記者時代は厚労省本省や自治体を直接取材し、医療DXや診療報酬改定、年金財政検証などの政策決定プロセスに最前線で従事。「制度の複雑さが引き起こす、生活者の申請漏れや経済的損失」を実務レベルで痛感し、役所の難解な論理を生活者視点に翻訳する活動を志す。
IT企業時代に培ったデータ分析手法を掛け合わせ、平均値ではなく中央値を用いるなど、官公庁の統計データを客観的かつ論理的に読み解く解説記事が強み。特定の金融商品の推奨は一切行わず、公的年金の不足分を補う長期積立投資や定額減税などの要件を実務的に整理した記事は、Yahoo!ニュース「経済ランキング」で1位を多数獲得している。
発信理念は「知っていれば救われたはずの人が損をする現状をゼロにする」。読者が国に頼りすぎず、制度を賢く利用して家族と暮らしを守るための、事実に基づいた安全で実用的な家計防衛術を届け続ける。LIMOでも記事を執筆している。

【元記者の視点】「月4万円の赤字」を埋める、70代の新たな働き方
家計調査のデータを見ると「65歳以上の無職世帯は毎月約4万円の赤字になる」という事実が重くのしかかります。しかし、このデータには「無職世帯(年金のみで暮らす世帯)」という大前提があることを忘れてはいけません。
労働力調査の推移を取材してきた視点から言えば、現在の70代前半の就業率はすでに3割を超えており、「完全リタイアして貯蓄を取り崩すだけの老後」は唯一の正解ではなくなっています。

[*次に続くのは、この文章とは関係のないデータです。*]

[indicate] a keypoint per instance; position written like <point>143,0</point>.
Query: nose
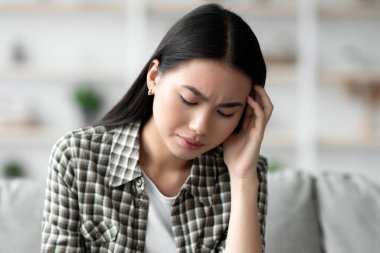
<point>199,123</point>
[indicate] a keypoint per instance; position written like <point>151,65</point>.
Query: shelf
<point>340,76</point>
<point>29,136</point>
<point>28,73</point>
<point>350,142</point>
<point>281,73</point>
<point>53,9</point>
<point>250,9</point>
<point>358,10</point>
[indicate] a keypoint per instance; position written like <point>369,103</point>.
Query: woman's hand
<point>241,150</point>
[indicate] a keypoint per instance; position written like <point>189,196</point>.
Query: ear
<point>153,76</point>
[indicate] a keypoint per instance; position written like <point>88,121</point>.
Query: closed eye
<point>225,115</point>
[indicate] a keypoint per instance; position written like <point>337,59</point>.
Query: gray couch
<point>323,213</point>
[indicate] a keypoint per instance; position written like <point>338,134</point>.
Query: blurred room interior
<point>65,63</point>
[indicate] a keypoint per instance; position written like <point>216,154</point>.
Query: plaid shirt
<point>95,199</point>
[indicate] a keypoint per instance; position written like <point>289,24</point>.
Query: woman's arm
<point>61,215</point>
<point>241,154</point>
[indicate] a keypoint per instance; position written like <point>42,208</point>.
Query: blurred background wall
<point>65,63</point>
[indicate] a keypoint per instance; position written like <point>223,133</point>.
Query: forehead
<point>209,75</point>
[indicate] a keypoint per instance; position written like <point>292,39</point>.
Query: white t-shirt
<point>159,236</point>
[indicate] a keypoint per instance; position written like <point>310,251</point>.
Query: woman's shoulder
<point>86,138</point>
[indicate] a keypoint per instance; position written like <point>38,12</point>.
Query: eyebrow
<point>200,95</point>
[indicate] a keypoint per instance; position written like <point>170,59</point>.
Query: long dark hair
<point>207,32</point>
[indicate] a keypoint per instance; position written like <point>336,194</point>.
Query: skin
<point>196,107</point>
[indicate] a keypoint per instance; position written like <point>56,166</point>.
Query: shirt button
<point>139,181</point>
<point>140,247</point>
<point>139,204</point>
<point>98,235</point>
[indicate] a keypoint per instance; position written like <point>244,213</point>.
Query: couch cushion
<point>292,219</point>
<point>21,206</point>
<point>350,212</point>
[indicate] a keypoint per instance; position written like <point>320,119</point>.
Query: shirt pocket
<point>99,232</point>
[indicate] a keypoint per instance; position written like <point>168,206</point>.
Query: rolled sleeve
<point>262,198</point>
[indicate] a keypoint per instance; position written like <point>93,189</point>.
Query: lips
<point>190,143</point>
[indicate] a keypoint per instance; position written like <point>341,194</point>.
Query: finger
<point>264,101</point>
<point>256,119</point>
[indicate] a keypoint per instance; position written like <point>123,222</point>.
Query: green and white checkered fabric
<point>95,199</point>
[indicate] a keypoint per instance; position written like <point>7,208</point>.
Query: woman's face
<point>197,105</point>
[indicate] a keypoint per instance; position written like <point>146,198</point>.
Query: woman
<point>175,165</point>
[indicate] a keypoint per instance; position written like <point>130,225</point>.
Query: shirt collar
<point>125,165</point>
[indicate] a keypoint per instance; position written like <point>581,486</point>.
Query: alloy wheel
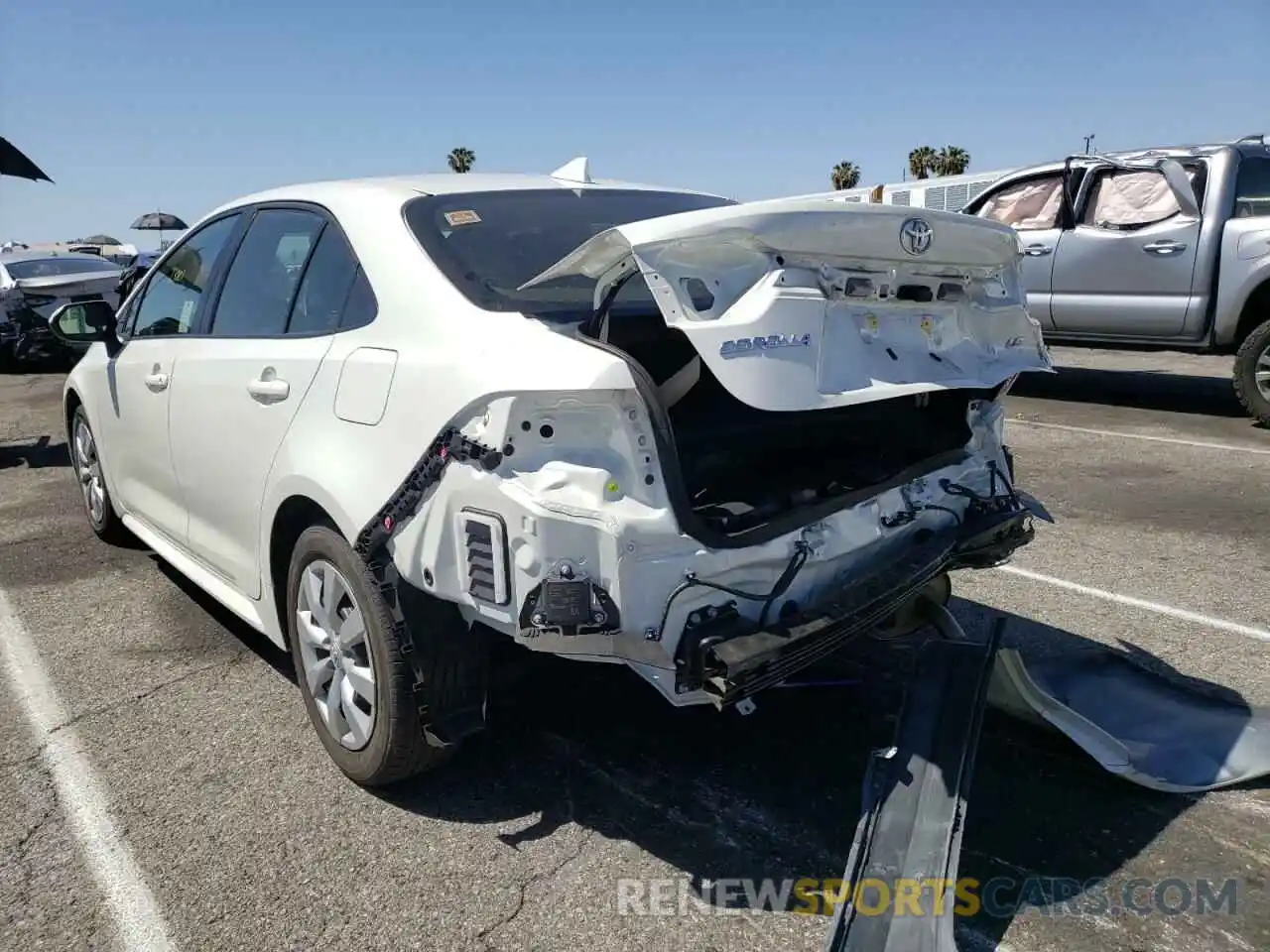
<point>335,654</point>
<point>87,467</point>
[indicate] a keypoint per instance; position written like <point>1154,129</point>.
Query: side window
<point>175,291</point>
<point>1125,200</point>
<point>1032,204</point>
<point>1252,189</point>
<point>261,284</point>
<point>361,306</point>
<point>325,286</point>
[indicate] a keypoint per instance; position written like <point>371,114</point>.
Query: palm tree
<point>921,162</point>
<point>461,159</point>
<point>952,160</point>
<point>844,176</point>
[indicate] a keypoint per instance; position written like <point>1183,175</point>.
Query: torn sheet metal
<point>908,838</point>
<point>1148,729</point>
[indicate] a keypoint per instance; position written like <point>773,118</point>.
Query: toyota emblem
<point>916,236</point>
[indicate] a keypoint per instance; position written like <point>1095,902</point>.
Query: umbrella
<point>160,222</point>
<point>14,162</point>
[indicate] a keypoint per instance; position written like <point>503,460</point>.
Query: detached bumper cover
<point>1156,731</point>
<point>733,658</point>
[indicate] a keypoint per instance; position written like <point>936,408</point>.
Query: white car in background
<point>36,284</point>
<point>706,439</point>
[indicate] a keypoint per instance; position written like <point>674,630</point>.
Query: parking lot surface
<point>173,794</point>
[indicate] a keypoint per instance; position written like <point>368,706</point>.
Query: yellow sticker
<point>465,217</point>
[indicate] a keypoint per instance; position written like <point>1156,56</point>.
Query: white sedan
<point>388,420</point>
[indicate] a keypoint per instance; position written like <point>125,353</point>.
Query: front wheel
<point>1252,375</point>
<point>86,461</point>
<point>356,682</point>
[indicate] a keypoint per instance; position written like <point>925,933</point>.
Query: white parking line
<point>1197,443</point>
<point>141,925</point>
<point>1182,613</point>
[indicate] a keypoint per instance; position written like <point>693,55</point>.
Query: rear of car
<point>35,285</point>
<point>813,442</point>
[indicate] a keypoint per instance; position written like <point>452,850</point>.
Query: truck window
<point>1124,200</point>
<point>1252,189</point>
<point>1028,206</point>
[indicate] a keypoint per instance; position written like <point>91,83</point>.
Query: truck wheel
<point>1252,375</point>
<point>356,682</point>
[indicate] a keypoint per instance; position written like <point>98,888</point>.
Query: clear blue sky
<point>182,105</point>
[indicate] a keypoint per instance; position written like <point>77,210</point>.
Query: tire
<point>86,463</point>
<point>393,748</point>
<point>1254,352</point>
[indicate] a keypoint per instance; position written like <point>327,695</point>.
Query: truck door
<point>1127,267</point>
<point>1030,206</point>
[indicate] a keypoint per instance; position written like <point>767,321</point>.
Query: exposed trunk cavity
<point>743,467</point>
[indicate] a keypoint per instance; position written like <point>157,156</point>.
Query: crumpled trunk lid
<point>810,303</point>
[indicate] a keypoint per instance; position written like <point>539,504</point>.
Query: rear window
<point>490,243</point>
<point>58,267</point>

もし、健康の許す範囲で週に数日だけ働き、夫婦で「月4万2000円」の収入を得ることができれば、この家計調査の赤字を補填できます。
赤字がゼロになれば、貯蓄は手付かずのまま温存され、将来の介護や医療といった本当のピンチのための「純粋な防衛資金」として資産寿命を延ばすことができます。統計上のモデルケースに縛られず、「少額の勤労所得で赤字を止める」という選択肢を持つだけで、老後の精神的なゆとりは劇的に変化します。